I
recently completed my annual self-review, using a tool recommended to
me a decade ago. The early steps of this process invite you to look back
on your life and to identify the milestones: significant dates, people,
places, and occupations; key events; and dreams, aspirations, and
interests. After charting that "evolution" of your life, you look for
patterns and what they have to teach.
Since
I have used this resource regularly, I have several charts of my
evolution. This year, as always, some differences expectedly flowed from
another year of life. But I also observed that the milestones I chose
had more impact than I had realized on the patterns I identified and
what I learned from them. When most of my milestones focused on endings,
I typically responded by scrambling to recover. When my milestones
emphasized beginnings, I felt drawn to new and renewed promises.
Although both seem necessary, I'd much rather have the latter primarily
shape me.
Death
of a loved one, divorce, and undesired dismissal force our evolution.
To remain healthy (however we measure that) we must deal with them
honestly so that we can heal and recover. Some scrambling seems
unavoidable. Yet, beginnings beckon even in those profound endings.
Something wonderful has been lost, but vestiges of the wonder remain.
On
other occasions, we can decide whether to focus on the ending or the
beginning. When a child leaves home for college, military service, or to
establish another home, some things end. She or he may "visit" again or
may return to the nest for a season, but precious years of a certain
kind of life together are over. Yet, we can also view that as the
beginning of our child's reaching for dreams, stretching toward a hope,
and building on the foundation we helped to lay. That makes it possible
for us to begin forming an adult relationship with our child, which
offers a different but no less precious kind of life together.
What
most defines us? What do we most want to define us? Who we have been
and what we have done ever remain with us. Do they define our parameters
or provide a place from which to reach for new and renewed life?

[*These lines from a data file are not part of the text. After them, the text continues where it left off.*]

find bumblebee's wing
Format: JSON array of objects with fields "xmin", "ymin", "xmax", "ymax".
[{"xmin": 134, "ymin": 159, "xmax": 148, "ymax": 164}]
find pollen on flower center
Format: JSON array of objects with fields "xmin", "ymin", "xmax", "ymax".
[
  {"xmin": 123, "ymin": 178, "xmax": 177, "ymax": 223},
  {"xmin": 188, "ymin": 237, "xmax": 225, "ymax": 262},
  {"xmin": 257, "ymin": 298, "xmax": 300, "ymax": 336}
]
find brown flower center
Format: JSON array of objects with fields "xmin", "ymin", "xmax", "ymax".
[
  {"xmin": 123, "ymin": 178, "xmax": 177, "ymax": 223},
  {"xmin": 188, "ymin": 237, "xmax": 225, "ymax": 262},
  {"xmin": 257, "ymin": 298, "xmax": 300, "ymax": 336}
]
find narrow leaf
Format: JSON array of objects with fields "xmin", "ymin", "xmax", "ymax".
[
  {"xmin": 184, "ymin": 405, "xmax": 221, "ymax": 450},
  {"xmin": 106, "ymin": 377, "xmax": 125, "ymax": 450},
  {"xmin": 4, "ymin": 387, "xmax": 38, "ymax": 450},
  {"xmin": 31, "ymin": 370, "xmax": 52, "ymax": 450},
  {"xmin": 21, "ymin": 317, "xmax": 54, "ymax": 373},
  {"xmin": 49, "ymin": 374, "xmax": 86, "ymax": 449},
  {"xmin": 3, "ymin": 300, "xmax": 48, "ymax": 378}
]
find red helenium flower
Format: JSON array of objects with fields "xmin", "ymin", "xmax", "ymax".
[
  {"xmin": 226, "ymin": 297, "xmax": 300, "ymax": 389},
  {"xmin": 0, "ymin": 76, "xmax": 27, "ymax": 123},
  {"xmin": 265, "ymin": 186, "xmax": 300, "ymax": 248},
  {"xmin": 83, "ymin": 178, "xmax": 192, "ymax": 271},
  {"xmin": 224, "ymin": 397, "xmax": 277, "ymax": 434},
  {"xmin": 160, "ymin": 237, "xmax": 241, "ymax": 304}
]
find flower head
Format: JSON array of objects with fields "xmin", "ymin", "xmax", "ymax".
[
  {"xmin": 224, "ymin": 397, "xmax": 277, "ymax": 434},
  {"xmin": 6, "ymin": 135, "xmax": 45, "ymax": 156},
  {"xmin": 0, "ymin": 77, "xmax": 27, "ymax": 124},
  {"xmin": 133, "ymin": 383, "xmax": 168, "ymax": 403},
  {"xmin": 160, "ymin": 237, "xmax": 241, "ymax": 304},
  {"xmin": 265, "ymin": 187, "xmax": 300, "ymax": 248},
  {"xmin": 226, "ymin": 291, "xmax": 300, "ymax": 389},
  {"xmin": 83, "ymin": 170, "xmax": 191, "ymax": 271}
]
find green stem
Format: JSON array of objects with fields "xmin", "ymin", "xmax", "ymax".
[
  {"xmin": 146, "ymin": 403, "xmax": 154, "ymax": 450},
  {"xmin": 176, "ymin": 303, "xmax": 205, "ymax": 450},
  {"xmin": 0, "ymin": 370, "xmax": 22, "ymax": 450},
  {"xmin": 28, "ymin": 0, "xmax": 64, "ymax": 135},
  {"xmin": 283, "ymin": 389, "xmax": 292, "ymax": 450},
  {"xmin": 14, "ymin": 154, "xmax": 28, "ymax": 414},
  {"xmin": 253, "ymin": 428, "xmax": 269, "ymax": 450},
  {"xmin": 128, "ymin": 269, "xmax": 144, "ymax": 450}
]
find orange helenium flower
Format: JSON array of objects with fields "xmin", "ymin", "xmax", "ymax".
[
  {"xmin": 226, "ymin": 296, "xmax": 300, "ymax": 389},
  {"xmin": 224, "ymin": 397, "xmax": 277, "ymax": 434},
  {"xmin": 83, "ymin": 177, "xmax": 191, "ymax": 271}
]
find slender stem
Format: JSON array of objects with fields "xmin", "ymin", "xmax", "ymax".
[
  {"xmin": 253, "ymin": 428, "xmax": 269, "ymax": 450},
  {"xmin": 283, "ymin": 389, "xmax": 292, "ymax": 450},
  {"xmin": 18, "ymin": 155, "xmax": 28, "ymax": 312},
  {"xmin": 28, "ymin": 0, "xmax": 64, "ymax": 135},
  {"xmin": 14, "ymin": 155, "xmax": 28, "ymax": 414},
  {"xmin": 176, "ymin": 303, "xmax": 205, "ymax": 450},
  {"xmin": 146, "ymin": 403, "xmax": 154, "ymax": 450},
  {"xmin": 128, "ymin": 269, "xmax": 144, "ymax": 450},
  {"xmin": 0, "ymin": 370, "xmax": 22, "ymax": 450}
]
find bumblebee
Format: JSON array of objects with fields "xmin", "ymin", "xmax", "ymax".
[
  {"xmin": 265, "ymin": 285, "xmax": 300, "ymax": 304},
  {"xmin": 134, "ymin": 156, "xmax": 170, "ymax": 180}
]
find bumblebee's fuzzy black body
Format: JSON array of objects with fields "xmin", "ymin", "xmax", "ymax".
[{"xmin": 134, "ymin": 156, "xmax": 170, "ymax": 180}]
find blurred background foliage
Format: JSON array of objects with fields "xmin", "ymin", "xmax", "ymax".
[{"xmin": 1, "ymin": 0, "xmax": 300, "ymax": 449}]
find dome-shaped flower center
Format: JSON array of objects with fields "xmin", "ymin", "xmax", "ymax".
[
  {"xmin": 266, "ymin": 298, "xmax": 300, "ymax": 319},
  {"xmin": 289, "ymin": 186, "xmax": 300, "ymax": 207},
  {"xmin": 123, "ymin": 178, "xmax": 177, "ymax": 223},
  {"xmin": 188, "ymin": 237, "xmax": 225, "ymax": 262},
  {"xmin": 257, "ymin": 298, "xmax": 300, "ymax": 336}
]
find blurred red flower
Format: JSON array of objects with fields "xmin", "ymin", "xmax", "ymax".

Regardless of our age or stage in life, do we primarily recover from
what has been or reach for what now is and can be? Paul declared that we
belong to God in both life and death. From a Christian perspective,
even death yields to new beginnings. An old prayer for memorial services
asks God to help us live as people who are not afraid to die. That does
not call for martyrdom and does not diminish the loss that comes with
death. Rather it reminds us that death does not define us. Endings will
always come, thanks be to God. Yet, each one yields to new or renewed
promise and life. May we embrace endings and beginnings, but allow and
ask for the latter to define us.
Grace and Peace,
LP
LP, thank you for this positive approach. Anticipating that I will retire "someday" from a job that has been more of a calling, I am struggling to make a plan. Would you be able to share the name of the self assessment tool?